De fait, le film est hanté par les caméras de la télévision à partir du moment où le fugitif parvient sur le sol français. C'est en arrière-plan mais un peu plus qu'un décor. On voit tout d'abord un homme politique à cheval suivi par une remorque bondée de caméras et de micros (je crois que c'est la dernière campagne présidentielle), puis, lorsque le fugitif débarque gare du Nord, quelqu'un en sort en même temps que lui sous une nuée d'objectifs de caméras. Un peu plus tard, lorsque des gamins sont contrôlés par la police, c'est évidemment sous l'oeil des caméras (ce qui renvoie à la note de Quitterie - obsédante parce qu'elle est restée deux longs mois invariable sur son blog, mais tout de même nécessaire -). Et quand d'autres policiers obligent des SDF à replier leur petites tentes de Don Quichotte sur un trottoir, on voit naturellement des journalistes et une caméra à l'arrière-plan.

Et donc, s'il y a caméra, il y a cette réalité perpétuellement réécrite, qui fait que nous-mêmes ne sommes plus trop sûrs que notre vie est celle que nous vivons ou celle que notre télévision nous raconte. Et si nous n'en sommes pas sûrs, nous imaginons ce qu'elle peut paraître aux yeux de ceux qui vivent loin.

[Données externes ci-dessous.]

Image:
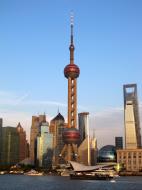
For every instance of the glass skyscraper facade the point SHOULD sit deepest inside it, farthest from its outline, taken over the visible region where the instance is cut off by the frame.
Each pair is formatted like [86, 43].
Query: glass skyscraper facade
[56, 128]
[131, 117]
[83, 124]
[1, 123]
[10, 146]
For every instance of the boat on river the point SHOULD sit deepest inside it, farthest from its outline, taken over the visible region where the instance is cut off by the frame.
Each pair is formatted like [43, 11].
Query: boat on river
[91, 176]
[34, 173]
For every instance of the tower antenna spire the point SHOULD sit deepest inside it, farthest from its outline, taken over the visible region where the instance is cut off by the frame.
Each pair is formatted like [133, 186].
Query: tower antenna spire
[72, 24]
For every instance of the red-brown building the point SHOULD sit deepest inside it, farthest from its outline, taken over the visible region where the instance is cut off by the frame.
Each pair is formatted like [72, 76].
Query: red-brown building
[22, 142]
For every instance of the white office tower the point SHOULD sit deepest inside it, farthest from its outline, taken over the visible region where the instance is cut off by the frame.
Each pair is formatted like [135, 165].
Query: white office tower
[131, 117]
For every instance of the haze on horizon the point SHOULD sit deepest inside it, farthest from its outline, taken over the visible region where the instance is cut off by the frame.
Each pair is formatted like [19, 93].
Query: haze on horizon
[35, 37]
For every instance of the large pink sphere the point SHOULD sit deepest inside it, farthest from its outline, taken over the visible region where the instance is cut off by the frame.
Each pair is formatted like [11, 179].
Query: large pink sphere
[72, 71]
[71, 136]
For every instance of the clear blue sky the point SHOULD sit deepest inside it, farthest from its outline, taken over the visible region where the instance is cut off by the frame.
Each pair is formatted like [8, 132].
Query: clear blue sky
[34, 41]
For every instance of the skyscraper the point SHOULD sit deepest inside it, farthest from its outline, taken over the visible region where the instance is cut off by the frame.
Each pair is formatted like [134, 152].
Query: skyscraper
[1, 123]
[118, 143]
[45, 146]
[131, 117]
[22, 142]
[35, 131]
[71, 134]
[10, 146]
[82, 123]
[56, 128]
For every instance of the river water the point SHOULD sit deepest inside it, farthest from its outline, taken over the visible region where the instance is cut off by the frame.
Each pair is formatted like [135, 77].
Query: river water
[21, 182]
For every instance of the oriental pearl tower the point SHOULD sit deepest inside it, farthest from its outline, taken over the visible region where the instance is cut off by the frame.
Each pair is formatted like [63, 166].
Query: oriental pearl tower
[71, 135]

En chemin, le fugitif croise un de ses compatriotes qui, lui, rentre au pays, parce qu'au moins son pays, c'est sa terre, c'est chez lui, c'est sa vie. Mais le fugitif, lui, a un plan, et il lui faudra parvenir à Paris pour reconnaître, là seulement, que ce qui semble magie n'est qu'illusion.

L'Éden qu'il cherche n'a jamais existé, il n'est qu'une folie (être "à l'ouest", c'est bien cette folie), cet Éden est "à l'ouest", l'inverse peut-être du livre de Steinbeck ("À l'est d'Eden"), ou son symétrique qui n'en est peut-être pas l'inverse, mais le miroir, un miroir aux alouettes.